High Court of Admiralty Act 1859
- Parliament of the United Kingdom
- Long title: An act to enable Serjeants, Barristers-at-law, Attorneys and Solicitors to practice in the High Court of Admiralty.
- Citation: 22 & 23 Vict. c. 6

Dates
- Royal assent: 8 August 1859
- Repealed: 27 August 1881

Other legislation
- Repealed by: Statute Law Revision and Civil Procedure Act 1881

Status: Repealed

= High Court of Admiralty Act 1859 =

The High Court of Admiralty Act 1859 (22 & 23 Vict. c. 6) was an Act of Parliament passed by the Parliament of the United Kingdom. The Act was an important step in moving the ancient Admiralty Court of England and Wales towards its modern constitution. It was also an important step in the abolition of Doctors' Commons.

==Background==
English Admiralty law is based not on the common law but on civil law, though with some common law and statutory developments. As such, it was historically administered, not by the practitioners in the common law courts but by the practitioners in the ecclesiastical courts, who were organised in the Doctors' Commons and called "advocates" and "proctors," rather than barristers and solicitors. This demarcation was widely held to be restrictive and by the middle of the nineteenth century there was pressure for reform, culminating in the Court of Probate Act 1857 which started the process of abolition of Doctors' Commons which was completed in 1865.

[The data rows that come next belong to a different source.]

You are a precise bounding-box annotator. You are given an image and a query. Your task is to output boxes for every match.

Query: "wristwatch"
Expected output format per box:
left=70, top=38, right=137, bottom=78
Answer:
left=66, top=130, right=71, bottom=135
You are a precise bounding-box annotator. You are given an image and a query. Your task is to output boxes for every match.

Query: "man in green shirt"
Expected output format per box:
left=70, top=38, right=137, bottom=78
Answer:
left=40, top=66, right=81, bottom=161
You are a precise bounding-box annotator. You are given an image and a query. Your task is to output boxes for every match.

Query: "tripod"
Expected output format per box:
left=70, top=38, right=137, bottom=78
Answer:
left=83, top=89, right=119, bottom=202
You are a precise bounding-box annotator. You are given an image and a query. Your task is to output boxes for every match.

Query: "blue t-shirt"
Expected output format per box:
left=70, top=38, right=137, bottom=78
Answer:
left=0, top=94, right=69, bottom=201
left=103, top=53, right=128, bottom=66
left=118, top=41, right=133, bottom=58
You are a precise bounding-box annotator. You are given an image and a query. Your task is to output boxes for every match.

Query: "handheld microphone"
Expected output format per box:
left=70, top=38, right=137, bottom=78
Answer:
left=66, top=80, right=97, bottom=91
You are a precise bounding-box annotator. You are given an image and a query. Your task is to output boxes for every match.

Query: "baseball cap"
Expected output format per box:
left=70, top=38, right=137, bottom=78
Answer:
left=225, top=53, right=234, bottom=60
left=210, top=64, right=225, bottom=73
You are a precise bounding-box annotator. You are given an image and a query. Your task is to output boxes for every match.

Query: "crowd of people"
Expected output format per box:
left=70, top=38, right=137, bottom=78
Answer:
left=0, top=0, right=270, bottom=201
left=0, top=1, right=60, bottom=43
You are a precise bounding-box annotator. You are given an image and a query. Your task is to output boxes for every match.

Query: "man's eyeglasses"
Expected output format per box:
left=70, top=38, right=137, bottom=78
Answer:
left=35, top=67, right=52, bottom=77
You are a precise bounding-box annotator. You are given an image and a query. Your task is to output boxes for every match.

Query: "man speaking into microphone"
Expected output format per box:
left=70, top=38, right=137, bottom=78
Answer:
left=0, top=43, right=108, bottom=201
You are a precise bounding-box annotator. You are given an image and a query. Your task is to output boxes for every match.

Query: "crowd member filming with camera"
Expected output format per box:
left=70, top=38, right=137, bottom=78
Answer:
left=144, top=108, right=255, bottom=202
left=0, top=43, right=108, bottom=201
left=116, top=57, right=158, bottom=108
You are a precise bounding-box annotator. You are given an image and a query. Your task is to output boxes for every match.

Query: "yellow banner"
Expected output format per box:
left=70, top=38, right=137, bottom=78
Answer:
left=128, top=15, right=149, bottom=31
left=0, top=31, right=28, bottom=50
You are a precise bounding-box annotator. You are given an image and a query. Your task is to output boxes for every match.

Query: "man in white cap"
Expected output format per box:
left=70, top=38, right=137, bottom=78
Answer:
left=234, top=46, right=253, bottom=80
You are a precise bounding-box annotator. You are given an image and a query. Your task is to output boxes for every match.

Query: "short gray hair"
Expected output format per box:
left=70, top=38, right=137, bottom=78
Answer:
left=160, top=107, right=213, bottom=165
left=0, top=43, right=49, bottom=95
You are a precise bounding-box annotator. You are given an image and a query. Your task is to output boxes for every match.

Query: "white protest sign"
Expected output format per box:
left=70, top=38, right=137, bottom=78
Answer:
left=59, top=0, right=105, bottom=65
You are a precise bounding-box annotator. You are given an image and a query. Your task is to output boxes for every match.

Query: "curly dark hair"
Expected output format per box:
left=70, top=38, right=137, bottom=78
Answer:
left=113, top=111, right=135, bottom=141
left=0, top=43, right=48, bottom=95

==The Act and its effect==
The Act received its royal assent on 8 August 1859.

The long title of the Act was:

An act to enable Serjeants, Barristers-at-law, Attorneys and Solicitors to practice in the High Court of Admiralty.

By allowing the common lawyers to practise in the Admiralty court, the civil lawyers were deprived of one of their few remaining privileges, thus hastening the demise of their separate constitution.